This would work to charge the 12V battery, just inefficient. Alternators don't make very good chargers, and a separate 12V charger for the accessory bat seems cheaper then working up an alternator mount and all that.

But I still like DC/DC converters better. $188 doesn't buy much battery these days, anyways.


----------



## maiku (Jun 1, 2008)

VDubber said:


> But I still like DC/DC converters better. $188 doesn't buy much battery these days, anyways.


i think the point was to try and avoid using the pack voltage
i'm not sure how much of a draw it would cause, but with EV's, every little bit counts


----------



## adric22 (Jan 17, 2008)

VDubber said:


> This would work to charge the 12V battery, just inefficient. Alternators don't make very good chargers, and a separate 12V charger for the accessory bat seems cheaper then working up an alternator mount and all that.


I've actually seen two different vehicles where they were designed in this manner. However, I think it is a horrible design for many reasons. 


It is mechanically a lot more complicated to design and build
It pulls torque away from your motor, so you'll have less power for driving
Alternators are not very efficient so in the long run, you'll waste more power that way.
I prefer a seperate charger on the 12V pack, but a DC-DC converter is acceptable also. I don't like the alternator designs.


----------



## Qer (May 7, 2008)

maiku said:


> i think the point was to try and avoid using the pack voltage
> i'm not sure how much of a draw it would cause, but with EV's, every little bit counts


If your car is using 300 Wh/mile and you're going 40 MPH, that means the motor will draw 12 kW from your main pack. If you add head lights etc to that, it's maybe 12.2 kW instead. Add power steering and you might be up to 12.4, vacuum pump, radio etc might add a hundred Watts or so on top of that. So yes, it does affect the range but if you're going to pull hundreds of Watts from an auxiliary battery it has to be a serious battery -> more weight to haul around or less weight left for the main pack.

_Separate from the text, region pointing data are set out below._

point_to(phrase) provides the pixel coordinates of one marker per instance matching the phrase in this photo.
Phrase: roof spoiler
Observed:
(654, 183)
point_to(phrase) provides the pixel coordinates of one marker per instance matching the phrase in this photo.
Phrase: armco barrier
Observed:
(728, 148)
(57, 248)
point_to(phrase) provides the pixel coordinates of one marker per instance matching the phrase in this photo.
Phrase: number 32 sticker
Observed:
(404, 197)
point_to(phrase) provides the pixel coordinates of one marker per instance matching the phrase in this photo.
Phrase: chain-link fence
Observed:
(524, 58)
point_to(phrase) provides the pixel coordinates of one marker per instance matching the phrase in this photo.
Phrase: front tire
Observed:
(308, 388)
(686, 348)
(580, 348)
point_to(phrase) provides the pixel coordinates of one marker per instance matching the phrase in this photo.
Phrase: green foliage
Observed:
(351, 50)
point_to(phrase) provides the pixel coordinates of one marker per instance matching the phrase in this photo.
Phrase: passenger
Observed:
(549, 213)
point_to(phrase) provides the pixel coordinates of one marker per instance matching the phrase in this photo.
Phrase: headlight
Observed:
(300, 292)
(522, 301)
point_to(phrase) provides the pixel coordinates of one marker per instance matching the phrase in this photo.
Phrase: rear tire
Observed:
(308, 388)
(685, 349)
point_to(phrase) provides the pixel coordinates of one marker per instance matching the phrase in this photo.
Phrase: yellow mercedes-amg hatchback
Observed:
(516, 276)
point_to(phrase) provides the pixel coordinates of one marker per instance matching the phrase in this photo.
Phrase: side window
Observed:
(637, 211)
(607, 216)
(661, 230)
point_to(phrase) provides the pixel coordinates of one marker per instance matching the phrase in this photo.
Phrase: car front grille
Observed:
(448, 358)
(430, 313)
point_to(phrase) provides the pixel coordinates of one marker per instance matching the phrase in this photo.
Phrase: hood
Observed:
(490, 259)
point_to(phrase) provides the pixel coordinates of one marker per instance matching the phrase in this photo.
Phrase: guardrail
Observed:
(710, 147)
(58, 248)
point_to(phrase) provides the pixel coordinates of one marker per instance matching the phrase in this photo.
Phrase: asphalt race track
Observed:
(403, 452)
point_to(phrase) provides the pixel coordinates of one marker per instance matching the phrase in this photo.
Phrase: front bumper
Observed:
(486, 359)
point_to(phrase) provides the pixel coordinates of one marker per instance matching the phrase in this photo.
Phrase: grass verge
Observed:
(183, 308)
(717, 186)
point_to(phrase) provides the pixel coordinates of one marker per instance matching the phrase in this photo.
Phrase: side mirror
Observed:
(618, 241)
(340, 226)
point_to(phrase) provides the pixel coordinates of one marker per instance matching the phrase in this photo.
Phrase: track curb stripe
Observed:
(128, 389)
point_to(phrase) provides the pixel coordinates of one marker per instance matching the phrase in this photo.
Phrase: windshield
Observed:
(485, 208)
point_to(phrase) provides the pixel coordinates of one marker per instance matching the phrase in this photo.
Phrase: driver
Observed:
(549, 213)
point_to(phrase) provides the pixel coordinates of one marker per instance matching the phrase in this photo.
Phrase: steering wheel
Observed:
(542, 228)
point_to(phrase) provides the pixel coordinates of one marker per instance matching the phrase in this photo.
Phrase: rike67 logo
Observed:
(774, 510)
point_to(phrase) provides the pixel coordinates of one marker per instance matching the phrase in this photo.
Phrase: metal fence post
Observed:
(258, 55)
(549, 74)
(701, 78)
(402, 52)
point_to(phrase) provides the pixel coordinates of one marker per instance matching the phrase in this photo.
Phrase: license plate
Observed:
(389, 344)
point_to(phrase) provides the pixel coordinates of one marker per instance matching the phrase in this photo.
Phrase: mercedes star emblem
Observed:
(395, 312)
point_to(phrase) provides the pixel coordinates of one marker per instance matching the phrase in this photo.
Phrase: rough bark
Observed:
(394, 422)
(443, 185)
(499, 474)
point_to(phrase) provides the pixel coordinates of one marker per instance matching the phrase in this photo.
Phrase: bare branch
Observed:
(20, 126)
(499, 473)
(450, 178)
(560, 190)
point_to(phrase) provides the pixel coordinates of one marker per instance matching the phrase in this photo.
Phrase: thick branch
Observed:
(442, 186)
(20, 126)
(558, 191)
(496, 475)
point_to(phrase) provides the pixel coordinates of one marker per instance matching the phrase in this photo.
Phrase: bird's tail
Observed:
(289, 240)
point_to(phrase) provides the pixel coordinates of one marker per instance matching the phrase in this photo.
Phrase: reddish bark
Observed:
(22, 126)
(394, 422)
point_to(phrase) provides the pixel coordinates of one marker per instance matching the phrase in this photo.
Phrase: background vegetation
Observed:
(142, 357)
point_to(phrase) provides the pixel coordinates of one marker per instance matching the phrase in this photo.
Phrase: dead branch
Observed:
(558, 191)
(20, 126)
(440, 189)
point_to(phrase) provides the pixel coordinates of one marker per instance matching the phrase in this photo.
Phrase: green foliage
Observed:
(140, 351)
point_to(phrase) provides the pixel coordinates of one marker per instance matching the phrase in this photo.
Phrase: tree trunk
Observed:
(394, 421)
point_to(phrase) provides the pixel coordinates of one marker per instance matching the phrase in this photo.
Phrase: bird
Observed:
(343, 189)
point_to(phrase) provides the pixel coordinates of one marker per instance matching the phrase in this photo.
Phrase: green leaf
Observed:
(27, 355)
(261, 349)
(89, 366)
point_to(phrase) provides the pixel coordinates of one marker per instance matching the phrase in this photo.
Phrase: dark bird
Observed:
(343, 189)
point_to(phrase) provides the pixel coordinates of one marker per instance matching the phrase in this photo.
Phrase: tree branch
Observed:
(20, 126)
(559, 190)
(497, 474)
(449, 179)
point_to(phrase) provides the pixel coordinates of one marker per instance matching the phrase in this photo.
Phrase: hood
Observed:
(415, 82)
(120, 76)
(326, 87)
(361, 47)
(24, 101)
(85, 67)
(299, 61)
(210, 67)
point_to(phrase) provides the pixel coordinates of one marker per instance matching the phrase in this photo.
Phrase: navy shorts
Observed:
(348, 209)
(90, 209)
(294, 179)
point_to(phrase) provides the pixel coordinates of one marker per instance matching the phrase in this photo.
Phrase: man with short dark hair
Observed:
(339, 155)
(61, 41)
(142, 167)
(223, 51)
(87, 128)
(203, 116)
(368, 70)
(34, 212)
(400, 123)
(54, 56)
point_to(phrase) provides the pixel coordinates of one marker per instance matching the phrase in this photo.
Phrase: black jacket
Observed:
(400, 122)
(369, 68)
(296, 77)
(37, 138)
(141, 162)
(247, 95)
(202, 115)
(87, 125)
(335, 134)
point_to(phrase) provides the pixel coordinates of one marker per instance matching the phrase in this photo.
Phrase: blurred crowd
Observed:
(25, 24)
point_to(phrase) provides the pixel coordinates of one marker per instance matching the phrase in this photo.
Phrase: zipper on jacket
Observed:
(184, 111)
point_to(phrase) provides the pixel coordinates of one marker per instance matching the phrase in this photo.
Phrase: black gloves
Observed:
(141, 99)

So in the end it doesn't really matter. Everything that chews electricity will affect the range, directly or indirectly and all the power you use up will have to be stored in lead (or if you have the budget, Lithium). Having an auxiliary battery is technically simpler and probably cheaper but will mean a Voltage that's slowly degrading during the discharge which will mean less light from the head lights (try to use the main lights in the darkness on an ICE-car with and without the engine running).

Having a DC/DC-converter instead means that all the lead weight can be put in the main pack so depending on the situation it might actually give you more range (although not much more) and better light from the head lights, but instead it's a technically more complicated and expensive solution. However, you should still have a small auxiliary battery (like MC-size or so)! You don't want the car to black out if the DC/DC dies on you.

Going for a battery or DC/DC is a design issue, really. Both have cons and pros. I do lots of driving in the dark (approximately 4 months are pitch dark when I go to and from work where I live) and I just can't stand bad head lights (that's when you smack on huge extra lights quicker than quick around here). If you live closer to the equator it's probably not an issue for you. YMMV, as they say.


----------



## maiku (Jun 1, 2008)

i guess the minute amount of wh taken from the pack from a DC converter isn't that high
maybe it's better to use a 12V during daytime and DC/DC at night


----------



## desiv (May 20, 2008)

Just a question.
If you use a DC/DC, do you also need to charge the 12V when you charge the main pack, or will the DC/DC give you enough voltage to not have to charge the accessory battery when you charge the pack?

desiv


----------



## VDubber (Jun 2, 2008)

desiv said:


> Just a question.
> If you use a DC/DC, do you also need to charge the 12V when you charge the main pack, or will the DC/DC give you enough voltage to not have to charge the accessory battery when you charge the pack?
> 
> desiv


Many of the DC/DC converters offered for EV use will output 13.8volts - this is a good voltage to float charge a 12V SLI battery and matches an alternators output.

You can use a cheap 12V motorcycle starting battery, since it is only used to fire up the controller/contactors and for emergency backup. It also helps smooth out any current spikes from starting smaller motors (aka the heater and wipers). Just hook the converter to chassis ground and the battery's positive terminal. Then hook the battery up as usual to the car. Think of the converter as a solid state alternator


----------